# fishless cycle and vacation



## jeff5347 (Aug 15, 2011)

Hey all. I had my tank set up for a week and added some feeder fish a few days after. As a few where dying I read up on the fishless cycle ( had always cycled w fish previously). I brought the rest back to the store and proceeded to start my fishless cycle. What I have is a 75 gallon with a penguin hob and a susnsun 4 stage canister filter and used the recommended doseage of API stress zyme+. I have my media ( bio and mechanical) in both filters and have the tank set to 82 degrees and have an air stone in to oxygenate the water. I'm using Austin's clear ammonia and from what I gather it has about 3 % ammonia in it as I had to dose about 40ml to get 4 ppm of amm. In the tank. I started dosing on June 27 so I know I won't see a change anytime soon. I tested this morning and have still ~4ppm amm and just under .25 ppm nitrites (bluish purple color). 

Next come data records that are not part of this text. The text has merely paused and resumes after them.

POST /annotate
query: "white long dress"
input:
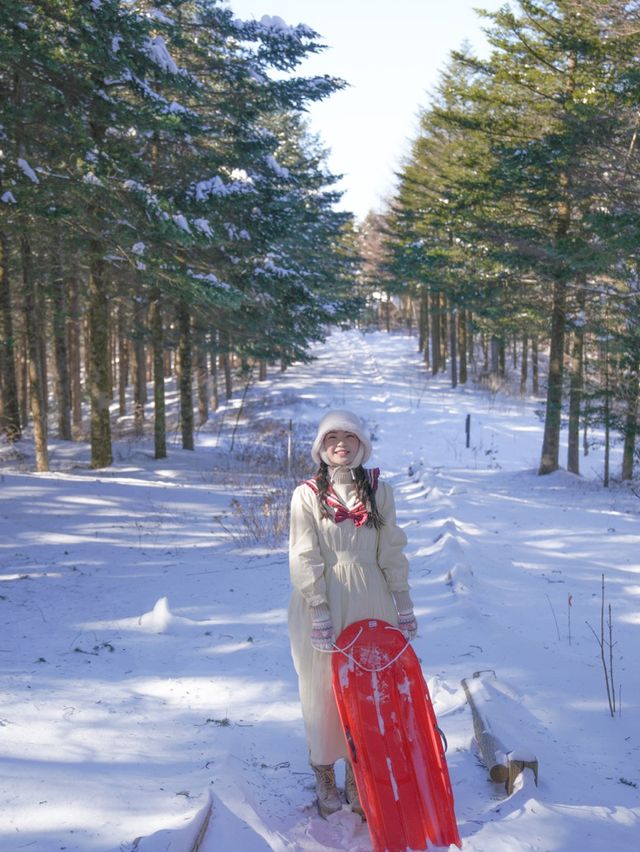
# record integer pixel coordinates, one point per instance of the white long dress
(352, 569)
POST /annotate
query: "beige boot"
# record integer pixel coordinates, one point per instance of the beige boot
(351, 790)
(329, 800)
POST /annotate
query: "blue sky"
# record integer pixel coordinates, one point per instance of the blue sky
(391, 54)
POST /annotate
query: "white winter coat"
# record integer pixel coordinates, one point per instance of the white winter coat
(352, 569)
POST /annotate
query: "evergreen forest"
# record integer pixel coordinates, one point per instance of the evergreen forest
(165, 212)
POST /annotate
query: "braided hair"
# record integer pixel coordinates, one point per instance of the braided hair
(365, 493)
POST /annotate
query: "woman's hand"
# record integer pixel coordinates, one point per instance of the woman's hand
(406, 619)
(407, 624)
(323, 635)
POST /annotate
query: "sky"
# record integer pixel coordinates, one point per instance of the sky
(391, 55)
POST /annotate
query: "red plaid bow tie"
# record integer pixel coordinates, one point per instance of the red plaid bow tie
(359, 515)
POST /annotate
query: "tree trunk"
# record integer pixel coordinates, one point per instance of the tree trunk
(495, 355)
(436, 346)
(157, 345)
(453, 345)
(140, 366)
(123, 359)
(426, 329)
(631, 420)
(99, 384)
(59, 324)
(10, 404)
(226, 364)
(576, 391)
(75, 357)
(203, 381)
(185, 375)
(37, 392)
(213, 367)
(462, 345)
(553, 413)
(524, 365)
(535, 369)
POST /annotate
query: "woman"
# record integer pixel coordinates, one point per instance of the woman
(346, 564)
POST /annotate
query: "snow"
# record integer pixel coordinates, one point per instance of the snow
(148, 692)
(204, 189)
(203, 226)
(157, 49)
(181, 222)
(274, 165)
(27, 170)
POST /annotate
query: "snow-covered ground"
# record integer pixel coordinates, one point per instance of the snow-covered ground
(148, 698)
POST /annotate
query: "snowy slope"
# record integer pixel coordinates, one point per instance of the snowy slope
(149, 702)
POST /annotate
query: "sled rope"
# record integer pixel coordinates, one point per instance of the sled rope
(344, 653)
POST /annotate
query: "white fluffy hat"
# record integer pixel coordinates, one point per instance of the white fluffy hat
(345, 421)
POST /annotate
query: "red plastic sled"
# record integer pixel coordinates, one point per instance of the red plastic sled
(396, 750)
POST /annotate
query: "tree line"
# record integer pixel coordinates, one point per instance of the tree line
(163, 210)
(517, 215)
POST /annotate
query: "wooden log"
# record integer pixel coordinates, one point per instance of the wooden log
(495, 714)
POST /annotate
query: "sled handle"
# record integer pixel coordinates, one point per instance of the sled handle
(443, 738)
(344, 650)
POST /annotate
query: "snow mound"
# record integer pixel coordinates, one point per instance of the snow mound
(188, 837)
(161, 620)
(460, 578)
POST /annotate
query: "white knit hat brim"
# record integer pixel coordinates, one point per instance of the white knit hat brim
(344, 421)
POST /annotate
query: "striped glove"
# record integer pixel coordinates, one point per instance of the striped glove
(323, 635)
(407, 624)
(406, 618)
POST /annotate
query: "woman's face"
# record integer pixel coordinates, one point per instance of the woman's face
(340, 447)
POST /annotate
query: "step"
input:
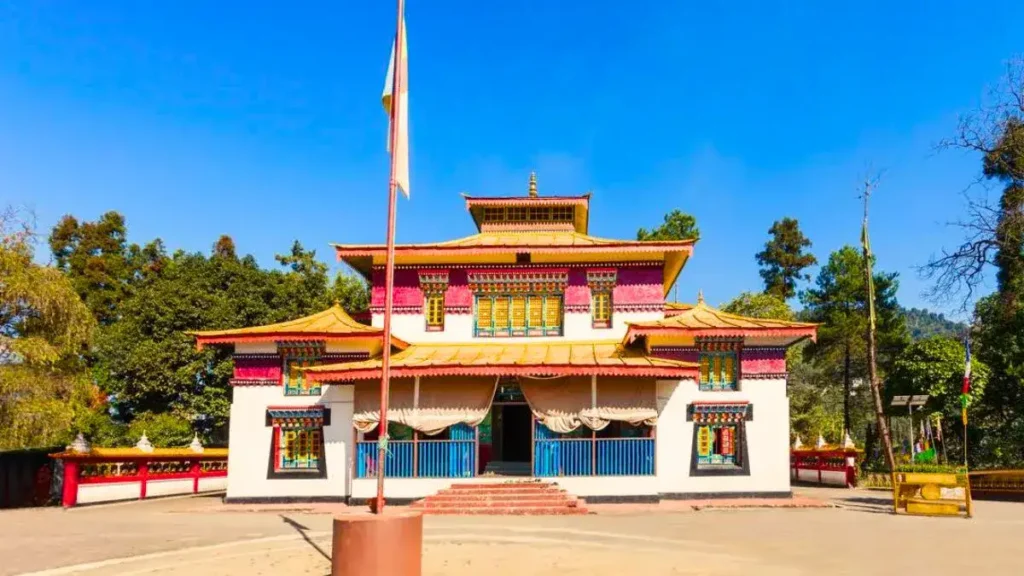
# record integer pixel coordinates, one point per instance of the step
(537, 510)
(547, 496)
(499, 504)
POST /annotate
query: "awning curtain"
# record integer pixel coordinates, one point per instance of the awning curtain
(441, 402)
(564, 404)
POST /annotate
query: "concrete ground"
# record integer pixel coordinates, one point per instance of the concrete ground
(200, 536)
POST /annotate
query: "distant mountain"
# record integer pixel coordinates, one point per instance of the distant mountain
(924, 324)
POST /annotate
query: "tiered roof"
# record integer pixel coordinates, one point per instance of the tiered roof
(332, 324)
(535, 359)
(689, 321)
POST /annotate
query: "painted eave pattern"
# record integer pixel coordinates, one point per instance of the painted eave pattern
(701, 320)
(331, 324)
(540, 359)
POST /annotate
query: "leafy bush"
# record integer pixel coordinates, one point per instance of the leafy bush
(164, 430)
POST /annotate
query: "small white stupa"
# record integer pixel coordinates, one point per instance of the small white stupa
(80, 445)
(848, 442)
(143, 444)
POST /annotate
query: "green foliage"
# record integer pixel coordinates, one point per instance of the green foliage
(935, 366)
(677, 225)
(163, 430)
(44, 327)
(756, 304)
(839, 301)
(924, 324)
(783, 260)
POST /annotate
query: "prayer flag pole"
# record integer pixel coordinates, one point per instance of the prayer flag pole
(395, 147)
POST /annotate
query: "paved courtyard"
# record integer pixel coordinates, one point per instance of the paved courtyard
(197, 536)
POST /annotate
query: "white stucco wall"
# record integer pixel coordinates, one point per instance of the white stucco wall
(767, 438)
(251, 445)
(459, 327)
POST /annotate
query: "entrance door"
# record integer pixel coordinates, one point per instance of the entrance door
(515, 433)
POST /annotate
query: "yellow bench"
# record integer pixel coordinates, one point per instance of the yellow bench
(921, 493)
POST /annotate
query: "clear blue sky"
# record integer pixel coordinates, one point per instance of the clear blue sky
(262, 120)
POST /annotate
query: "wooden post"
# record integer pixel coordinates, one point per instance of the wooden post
(143, 472)
(70, 489)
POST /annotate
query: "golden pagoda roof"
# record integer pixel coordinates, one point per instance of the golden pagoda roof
(702, 320)
(602, 358)
(334, 323)
(545, 247)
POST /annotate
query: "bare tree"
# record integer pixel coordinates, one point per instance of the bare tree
(995, 131)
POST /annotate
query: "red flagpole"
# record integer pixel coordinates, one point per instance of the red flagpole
(396, 83)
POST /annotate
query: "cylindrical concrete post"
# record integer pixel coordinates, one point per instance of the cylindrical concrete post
(389, 544)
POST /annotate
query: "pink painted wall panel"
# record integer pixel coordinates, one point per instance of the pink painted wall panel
(638, 286)
(578, 292)
(763, 361)
(261, 368)
(458, 293)
(407, 288)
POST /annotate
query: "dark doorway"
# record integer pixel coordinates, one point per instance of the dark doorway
(515, 433)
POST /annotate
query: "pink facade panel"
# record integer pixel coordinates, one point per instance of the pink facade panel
(763, 361)
(257, 368)
(639, 286)
(407, 288)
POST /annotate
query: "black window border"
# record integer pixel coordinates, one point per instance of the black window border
(743, 468)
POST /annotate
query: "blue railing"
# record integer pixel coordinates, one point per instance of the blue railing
(426, 458)
(563, 457)
(614, 456)
(626, 456)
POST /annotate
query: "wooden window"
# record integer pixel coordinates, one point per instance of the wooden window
(435, 311)
(494, 214)
(518, 315)
(718, 370)
(517, 213)
(601, 310)
(295, 380)
(298, 449)
(718, 446)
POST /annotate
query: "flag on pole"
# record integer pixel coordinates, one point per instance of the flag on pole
(865, 243)
(965, 398)
(397, 110)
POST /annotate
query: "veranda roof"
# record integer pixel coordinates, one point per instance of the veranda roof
(500, 359)
(332, 324)
(702, 320)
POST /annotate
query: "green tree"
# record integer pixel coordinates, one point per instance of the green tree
(351, 292)
(759, 304)
(783, 259)
(44, 327)
(839, 301)
(677, 225)
(935, 366)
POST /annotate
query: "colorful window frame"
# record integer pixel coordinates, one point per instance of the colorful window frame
(434, 310)
(297, 442)
(518, 315)
(601, 309)
(719, 366)
(720, 439)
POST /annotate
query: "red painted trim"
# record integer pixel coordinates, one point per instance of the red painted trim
(505, 370)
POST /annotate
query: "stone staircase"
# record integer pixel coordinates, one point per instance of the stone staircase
(514, 497)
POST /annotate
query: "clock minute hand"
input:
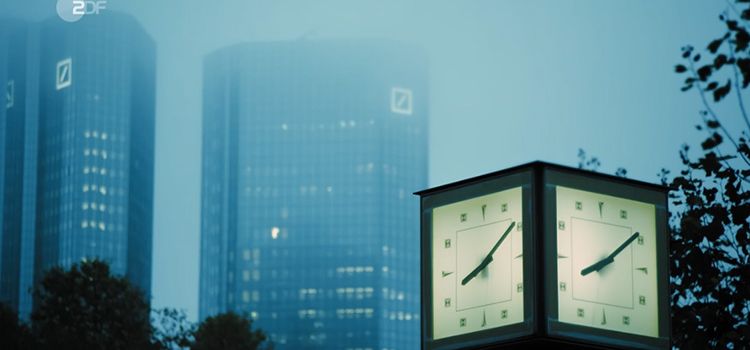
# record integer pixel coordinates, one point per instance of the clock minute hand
(487, 259)
(610, 258)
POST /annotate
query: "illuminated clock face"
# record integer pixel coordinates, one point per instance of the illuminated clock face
(477, 264)
(606, 262)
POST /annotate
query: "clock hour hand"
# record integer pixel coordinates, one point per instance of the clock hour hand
(610, 258)
(487, 259)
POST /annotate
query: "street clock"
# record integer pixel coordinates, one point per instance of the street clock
(544, 254)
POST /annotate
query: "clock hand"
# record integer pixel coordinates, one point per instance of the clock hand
(487, 259)
(610, 258)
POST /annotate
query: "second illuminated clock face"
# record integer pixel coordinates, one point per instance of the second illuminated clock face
(477, 264)
(606, 262)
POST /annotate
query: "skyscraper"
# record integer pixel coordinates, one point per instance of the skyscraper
(96, 145)
(311, 150)
(16, 238)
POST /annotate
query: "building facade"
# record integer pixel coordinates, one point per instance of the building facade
(96, 149)
(16, 266)
(311, 150)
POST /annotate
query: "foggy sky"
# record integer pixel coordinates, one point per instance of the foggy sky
(511, 82)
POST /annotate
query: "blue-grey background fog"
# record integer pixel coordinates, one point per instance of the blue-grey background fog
(510, 82)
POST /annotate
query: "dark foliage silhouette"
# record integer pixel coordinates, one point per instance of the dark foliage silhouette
(14, 335)
(88, 308)
(228, 331)
(710, 245)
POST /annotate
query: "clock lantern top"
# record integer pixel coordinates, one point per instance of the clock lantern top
(546, 254)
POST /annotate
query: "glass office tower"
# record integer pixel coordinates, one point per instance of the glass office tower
(311, 150)
(15, 271)
(96, 145)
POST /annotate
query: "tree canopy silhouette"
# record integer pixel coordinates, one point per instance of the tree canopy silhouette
(14, 335)
(88, 308)
(710, 243)
(228, 331)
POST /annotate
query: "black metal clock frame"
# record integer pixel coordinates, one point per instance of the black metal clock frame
(541, 325)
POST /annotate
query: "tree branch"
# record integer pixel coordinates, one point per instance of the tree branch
(737, 89)
(711, 111)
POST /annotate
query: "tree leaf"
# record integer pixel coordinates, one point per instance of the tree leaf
(719, 61)
(741, 39)
(722, 92)
(714, 45)
(744, 65)
(705, 72)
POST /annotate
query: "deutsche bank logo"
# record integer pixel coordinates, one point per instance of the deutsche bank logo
(401, 101)
(64, 76)
(10, 94)
(73, 10)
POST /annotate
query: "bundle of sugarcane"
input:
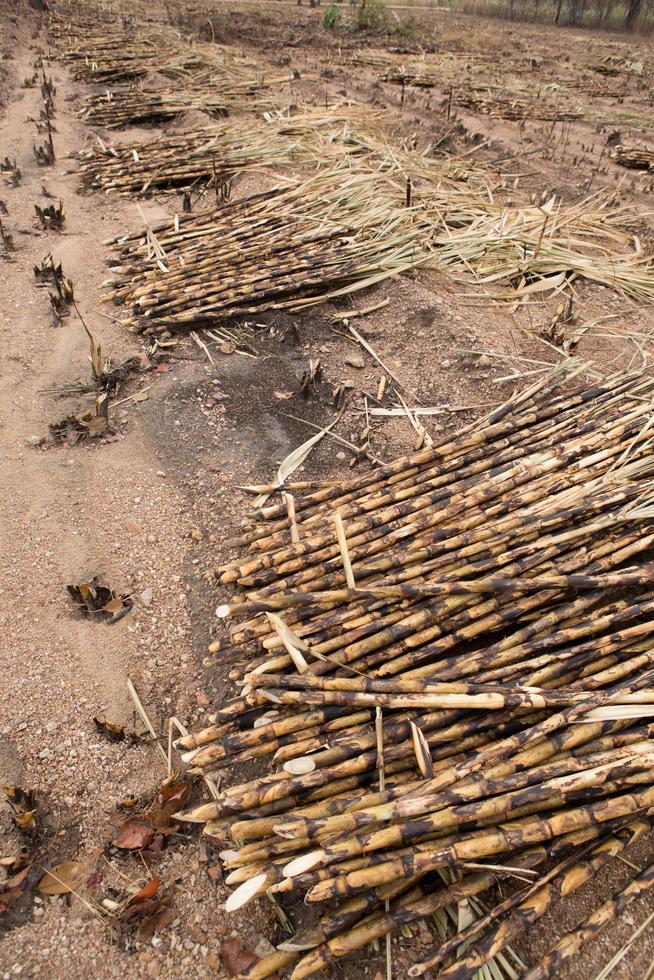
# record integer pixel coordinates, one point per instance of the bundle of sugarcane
(535, 249)
(216, 95)
(117, 54)
(614, 65)
(458, 681)
(510, 106)
(289, 248)
(634, 157)
(216, 153)
(111, 53)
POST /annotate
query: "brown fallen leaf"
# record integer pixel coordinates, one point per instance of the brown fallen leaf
(134, 834)
(170, 798)
(63, 878)
(143, 896)
(156, 923)
(23, 803)
(114, 732)
(235, 958)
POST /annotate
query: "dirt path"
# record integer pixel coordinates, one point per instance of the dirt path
(69, 514)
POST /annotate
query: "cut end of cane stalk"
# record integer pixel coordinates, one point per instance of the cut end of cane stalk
(286, 830)
(299, 767)
(246, 892)
(199, 814)
(266, 719)
(306, 862)
(305, 940)
(239, 875)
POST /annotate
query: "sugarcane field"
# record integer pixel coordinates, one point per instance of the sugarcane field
(327, 489)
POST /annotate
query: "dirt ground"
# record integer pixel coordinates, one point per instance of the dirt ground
(150, 509)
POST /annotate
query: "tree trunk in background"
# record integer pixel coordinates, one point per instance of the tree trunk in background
(633, 12)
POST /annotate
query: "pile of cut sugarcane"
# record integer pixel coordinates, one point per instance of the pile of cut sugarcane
(216, 153)
(345, 229)
(514, 107)
(288, 248)
(217, 95)
(450, 662)
(634, 157)
(105, 53)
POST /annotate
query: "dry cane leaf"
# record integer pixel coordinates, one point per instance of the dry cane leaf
(134, 834)
(235, 958)
(63, 878)
(291, 462)
(421, 749)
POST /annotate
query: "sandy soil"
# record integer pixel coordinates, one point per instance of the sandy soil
(149, 512)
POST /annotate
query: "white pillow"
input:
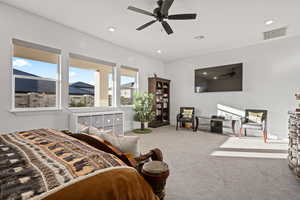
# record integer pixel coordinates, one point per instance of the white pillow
(126, 144)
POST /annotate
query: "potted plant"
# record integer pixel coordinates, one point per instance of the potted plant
(142, 105)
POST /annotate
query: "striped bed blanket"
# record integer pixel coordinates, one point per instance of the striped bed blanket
(38, 161)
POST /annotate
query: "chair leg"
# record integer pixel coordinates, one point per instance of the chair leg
(241, 131)
(265, 136)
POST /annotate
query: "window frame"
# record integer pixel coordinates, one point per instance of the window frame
(119, 82)
(13, 77)
(96, 61)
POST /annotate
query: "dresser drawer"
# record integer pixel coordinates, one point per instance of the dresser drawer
(108, 120)
(118, 119)
(98, 121)
(118, 130)
(85, 120)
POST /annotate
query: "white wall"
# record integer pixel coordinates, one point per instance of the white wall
(18, 24)
(271, 78)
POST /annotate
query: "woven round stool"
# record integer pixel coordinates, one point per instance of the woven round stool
(156, 174)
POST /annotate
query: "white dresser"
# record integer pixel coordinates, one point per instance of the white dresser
(110, 122)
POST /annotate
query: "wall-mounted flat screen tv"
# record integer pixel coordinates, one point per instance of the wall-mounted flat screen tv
(219, 79)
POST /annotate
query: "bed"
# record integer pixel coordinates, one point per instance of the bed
(48, 164)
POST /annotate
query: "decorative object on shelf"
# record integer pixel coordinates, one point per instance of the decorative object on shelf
(111, 122)
(294, 143)
(256, 120)
(142, 105)
(216, 124)
(186, 115)
(160, 88)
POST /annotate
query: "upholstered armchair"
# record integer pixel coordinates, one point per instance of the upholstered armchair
(255, 120)
(186, 115)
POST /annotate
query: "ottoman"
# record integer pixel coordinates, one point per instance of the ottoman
(156, 174)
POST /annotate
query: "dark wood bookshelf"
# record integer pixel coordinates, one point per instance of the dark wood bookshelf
(160, 88)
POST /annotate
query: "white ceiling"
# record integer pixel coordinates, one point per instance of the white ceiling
(226, 24)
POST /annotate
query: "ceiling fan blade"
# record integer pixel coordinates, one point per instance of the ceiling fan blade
(167, 27)
(146, 25)
(166, 6)
(138, 10)
(182, 16)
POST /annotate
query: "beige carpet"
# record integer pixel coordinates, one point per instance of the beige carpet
(198, 175)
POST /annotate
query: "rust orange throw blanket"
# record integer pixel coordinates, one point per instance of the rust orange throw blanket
(120, 183)
(38, 162)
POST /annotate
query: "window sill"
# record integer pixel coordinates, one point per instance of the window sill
(27, 110)
(126, 106)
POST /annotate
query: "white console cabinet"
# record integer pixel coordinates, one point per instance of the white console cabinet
(109, 122)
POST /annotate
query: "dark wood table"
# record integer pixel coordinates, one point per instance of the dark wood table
(233, 122)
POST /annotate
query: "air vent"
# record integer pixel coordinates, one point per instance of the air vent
(280, 32)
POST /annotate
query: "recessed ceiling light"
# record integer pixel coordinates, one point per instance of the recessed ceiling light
(111, 29)
(269, 22)
(199, 37)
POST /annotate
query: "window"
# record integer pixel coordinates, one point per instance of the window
(35, 76)
(90, 82)
(128, 85)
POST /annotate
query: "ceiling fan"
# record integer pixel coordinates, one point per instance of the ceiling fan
(161, 14)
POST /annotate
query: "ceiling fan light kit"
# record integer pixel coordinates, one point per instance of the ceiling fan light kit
(161, 14)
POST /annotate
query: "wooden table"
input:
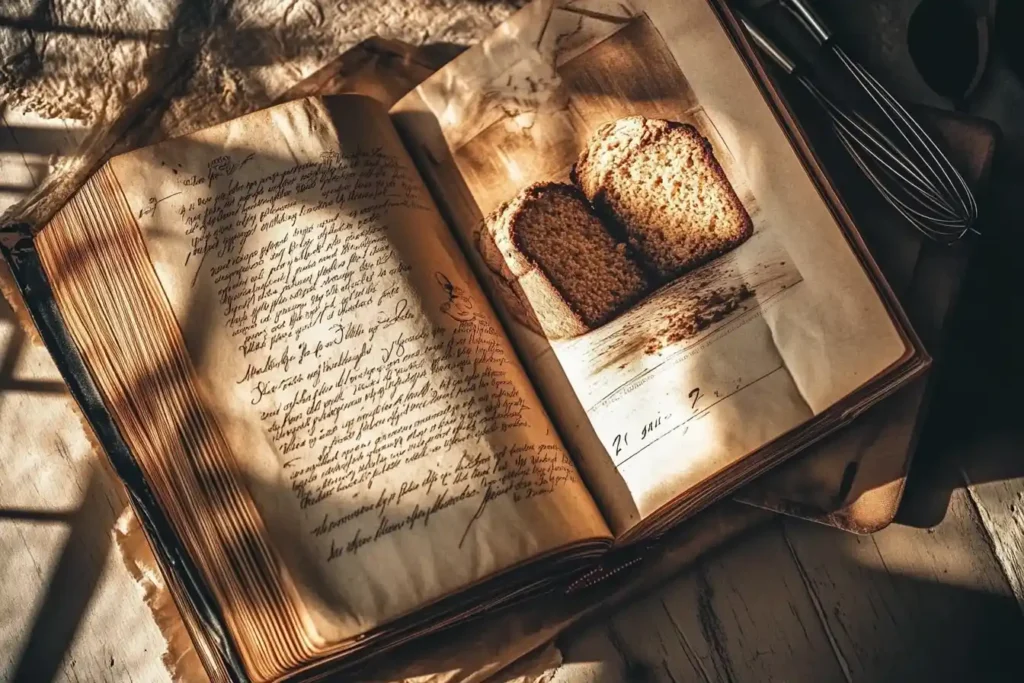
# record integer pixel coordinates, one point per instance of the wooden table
(938, 596)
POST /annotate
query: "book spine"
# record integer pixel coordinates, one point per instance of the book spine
(18, 251)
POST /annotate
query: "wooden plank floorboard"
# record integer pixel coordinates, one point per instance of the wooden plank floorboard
(741, 615)
(914, 604)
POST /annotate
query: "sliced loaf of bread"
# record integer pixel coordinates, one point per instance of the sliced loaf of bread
(659, 183)
(568, 272)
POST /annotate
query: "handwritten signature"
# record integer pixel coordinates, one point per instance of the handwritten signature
(151, 207)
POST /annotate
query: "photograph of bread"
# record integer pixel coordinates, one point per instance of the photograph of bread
(613, 225)
(658, 182)
(554, 252)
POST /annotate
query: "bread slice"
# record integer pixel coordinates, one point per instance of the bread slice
(659, 183)
(569, 272)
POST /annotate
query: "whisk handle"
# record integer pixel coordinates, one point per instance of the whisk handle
(805, 13)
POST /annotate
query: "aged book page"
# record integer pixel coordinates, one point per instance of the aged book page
(705, 367)
(377, 413)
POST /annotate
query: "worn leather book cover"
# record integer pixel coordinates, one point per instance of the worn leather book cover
(583, 601)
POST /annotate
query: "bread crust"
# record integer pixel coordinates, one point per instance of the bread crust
(525, 283)
(612, 147)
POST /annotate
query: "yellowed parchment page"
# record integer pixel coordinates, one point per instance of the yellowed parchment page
(713, 365)
(375, 407)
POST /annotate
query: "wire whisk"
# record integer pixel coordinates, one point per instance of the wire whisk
(905, 165)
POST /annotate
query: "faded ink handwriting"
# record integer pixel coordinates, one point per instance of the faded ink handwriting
(390, 404)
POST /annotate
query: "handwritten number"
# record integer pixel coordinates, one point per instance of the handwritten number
(695, 395)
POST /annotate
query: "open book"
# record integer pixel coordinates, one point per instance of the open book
(384, 370)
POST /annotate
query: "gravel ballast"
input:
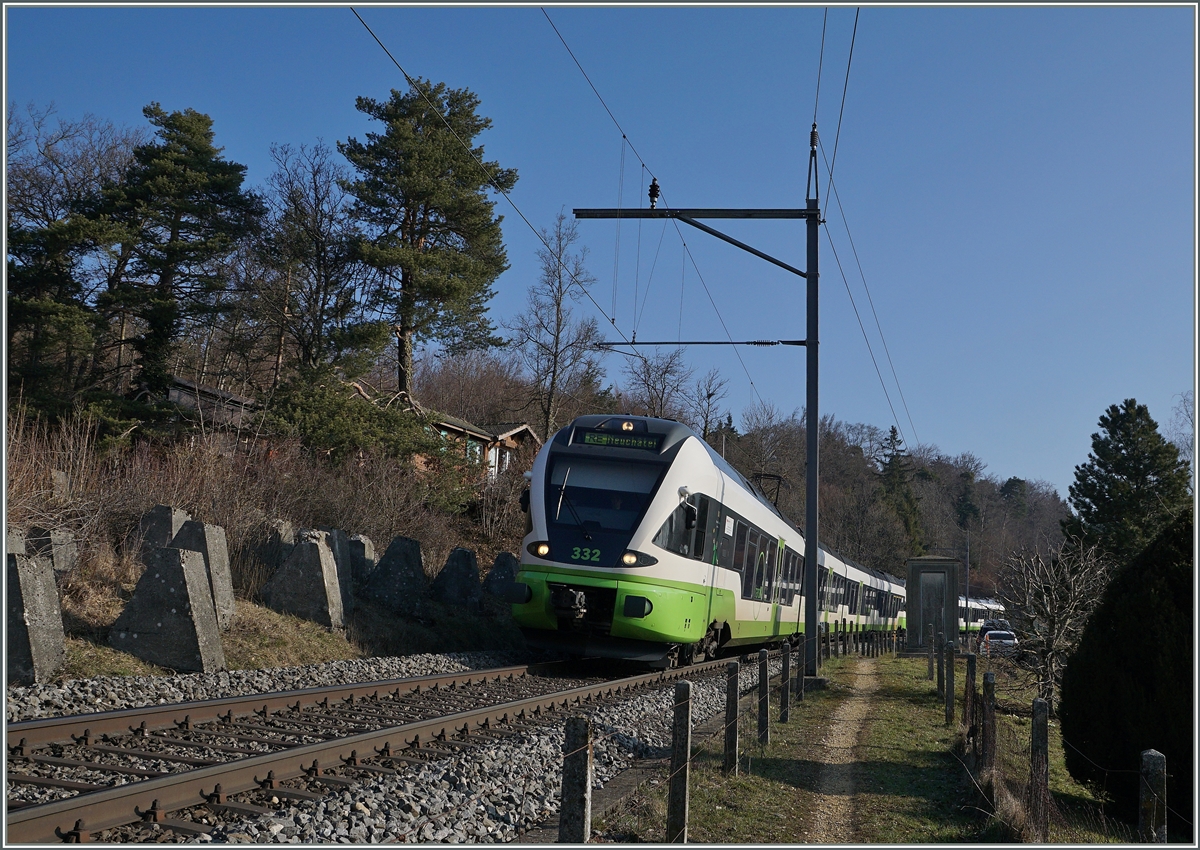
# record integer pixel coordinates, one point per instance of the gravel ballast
(491, 794)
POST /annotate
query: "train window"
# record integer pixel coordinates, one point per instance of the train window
(699, 549)
(767, 580)
(739, 546)
(599, 495)
(751, 563)
(675, 536)
(724, 538)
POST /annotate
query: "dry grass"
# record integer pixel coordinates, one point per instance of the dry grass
(61, 478)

Now that I listed my specifics this is what I'm wondering. I just found out we will b on vacation at the start of 4th week into cycling. So I will have 3 weeks to continually test and adjust on what the tank is doing but the 4th week will be gone about 6 days. I've read to add frozen shrimp, get a food dispenser and add fish food, add extra ammonia before leaving ,ect but I'm worried about crashing the cycle or taking the wrong advise. What would you all day I should do as I will be gone in the middle (and probably most crucial) part of the cycle.


----------



## Gizmo (Dec 6, 2010)

I would do the frozen shrimp route, it's how I normally cycle my tanks.


----------



## Fishtail76 (Oct 17, 2013)

Your fishless cycle may be done before you go on vacation. Mine finished in about 18 days. I have read many fishless cycle threads, some finish in about two weeks, others finish well beyond four weeks.


----------



## jeff5347 (Aug 15, 2011)

As of right now at just shy of a week amm is still close to 4 ppm and nitrates just getting to .25 ppm. I'm going the route of waiting til it drops to 1 ppm and redosing to 4. Ive read different posts that the add and wait method can be quick and some say It takes a long time. Will leaving the shrimp for a week be messy and how many should I put in the tank?


----------



## Fishtail76 (Oct 17, 2013)

I used same method as you are. You said your getting a .25 nitrate reading, would that be nitrite? It is very early for a nitrate reading.


----------



## jeff5347 (Aug 15, 2011)

Fishtail76 said:


> I used same method as you are. You said your getting a .25 nitrate reading, would that be nitrite? It is very early for a nitrate reading.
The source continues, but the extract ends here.